Kiyai Delamat pernah di asingkan oleh Belanda di Dusun Sarika sampai Beliau wafat dan di Makamkan di Masjid Babat Toman. Namun Oleh Anaknya KH.Abdul Kodir dan KH.Muhammad Yusuf, jenazah Kiyai Delamat di pindahkan kembali ke Palembang dan di Makamkan di belakang Mimbar Khatib.
Tetapi, karena tidak di setujui oleh Belanda, akhirnya jenazah Kiyai Delamat di pindahkan kembali ke pemakaman Jambangan tidak jauh dari Masjid Suro.

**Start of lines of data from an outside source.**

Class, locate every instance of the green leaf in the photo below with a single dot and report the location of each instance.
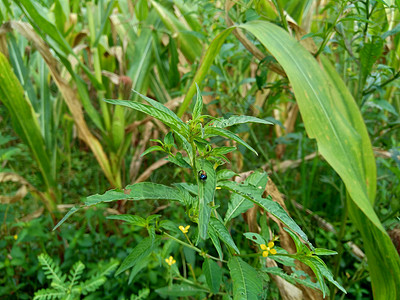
(211, 131)
(139, 253)
(300, 247)
(207, 62)
(151, 149)
(198, 107)
(24, 120)
(141, 10)
(213, 274)
(223, 233)
(247, 285)
(214, 238)
(293, 278)
(369, 54)
(131, 219)
(255, 183)
(225, 174)
(321, 251)
(151, 111)
(272, 207)
(320, 270)
(138, 191)
(188, 43)
(206, 195)
(332, 117)
(162, 108)
(70, 213)
(235, 120)
(181, 290)
(255, 237)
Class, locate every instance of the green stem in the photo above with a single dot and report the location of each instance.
(198, 250)
(340, 248)
(328, 33)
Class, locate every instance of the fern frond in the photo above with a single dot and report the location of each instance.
(51, 270)
(48, 294)
(92, 284)
(75, 273)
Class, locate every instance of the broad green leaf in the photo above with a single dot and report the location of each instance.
(213, 274)
(198, 107)
(131, 219)
(188, 43)
(24, 120)
(332, 117)
(270, 206)
(255, 237)
(181, 290)
(223, 233)
(247, 285)
(139, 253)
(141, 60)
(235, 120)
(383, 259)
(206, 195)
(138, 191)
(211, 131)
(151, 149)
(151, 111)
(256, 182)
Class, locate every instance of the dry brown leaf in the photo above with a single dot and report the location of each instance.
(69, 95)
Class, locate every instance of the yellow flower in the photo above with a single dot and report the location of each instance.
(268, 249)
(170, 261)
(184, 229)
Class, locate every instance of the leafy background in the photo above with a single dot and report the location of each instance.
(60, 142)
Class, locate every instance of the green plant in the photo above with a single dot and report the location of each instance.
(207, 209)
(70, 287)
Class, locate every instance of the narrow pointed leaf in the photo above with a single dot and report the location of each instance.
(235, 120)
(206, 195)
(270, 206)
(140, 252)
(138, 191)
(213, 274)
(223, 233)
(226, 133)
(198, 107)
(151, 111)
(247, 285)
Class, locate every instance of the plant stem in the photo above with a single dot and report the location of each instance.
(194, 248)
(340, 248)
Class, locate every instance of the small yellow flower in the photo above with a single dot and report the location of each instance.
(170, 261)
(184, 229)
(268, 249)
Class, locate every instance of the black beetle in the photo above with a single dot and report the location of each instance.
(202, 175)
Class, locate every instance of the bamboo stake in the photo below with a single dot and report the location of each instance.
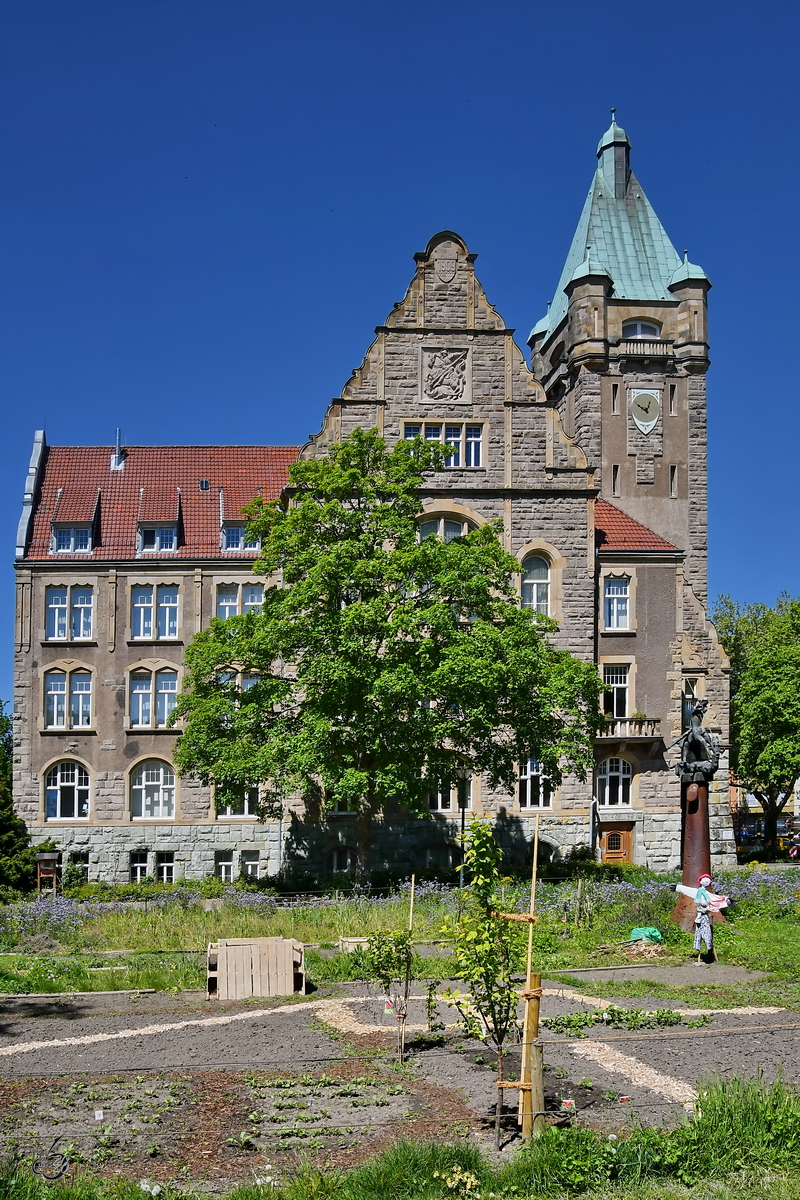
(531, 1095)
(403, 1019)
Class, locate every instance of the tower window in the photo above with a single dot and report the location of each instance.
(534, 786)
(614, 783)
(536, 585)
(152, 791)
(641, 329)
(68, 613)
(615, 603)
(66, 792)
(615, 678)
(157, 539)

Sampai sekarang Makam Kiyai Delamat masih di sana tepatnya di belakang Madrasah Nurul Falah kelurahan 30 ilir Palembang.

Setelah Kepengurusan Masjid di serahkan kepada Kiyai Kgs.H.Mahmud Usman atau Kiyai Khotib, akhirnya nama Masjid ini berubah menjadi Al MAHMUDIYAH sesuai nama Pengurus nya.

Setelah Kiyai Kgs. H.Mahmud Usman meninggal dunia, maka sekitar tahun
1342H / 1919M, diadakanlah pertemuan antara pemuka Agama dan Masyarakat di Kelurahan 35 Ilir, untuk membentuk ke pengurusan Masjid yang baru.
Ini atas Prakasa Kiyai Kiemas H.Syekh Zahri. Maka terpilih lah ke pengurusan BAM, yang di ketuai oleh Kgs.H.M.Ali Mahmud.

Dimasa kepengurusannya, Pada tahun 1920, Masjid ini mulai di bongkar untuk di perbaiki. Pada tahun 1925, di  bangun menara Masjid.
Yang paling penting bagi Masyarakat, di perbolehkan nya kembali untuk Shalat Jumat oleh Belanda.
Masjid yang pernah di pakai untuk berkumpulnya Pemuda-pemuda Pejuang yang tergabung dalam BPRI ( Badan Pelopor Republik Indonesia ).

Demikianlah Riwayat yang bisah saya sampaikan. Lebih dan kurangnya.
Saya minta maaf jika ada yang tidak sesuai.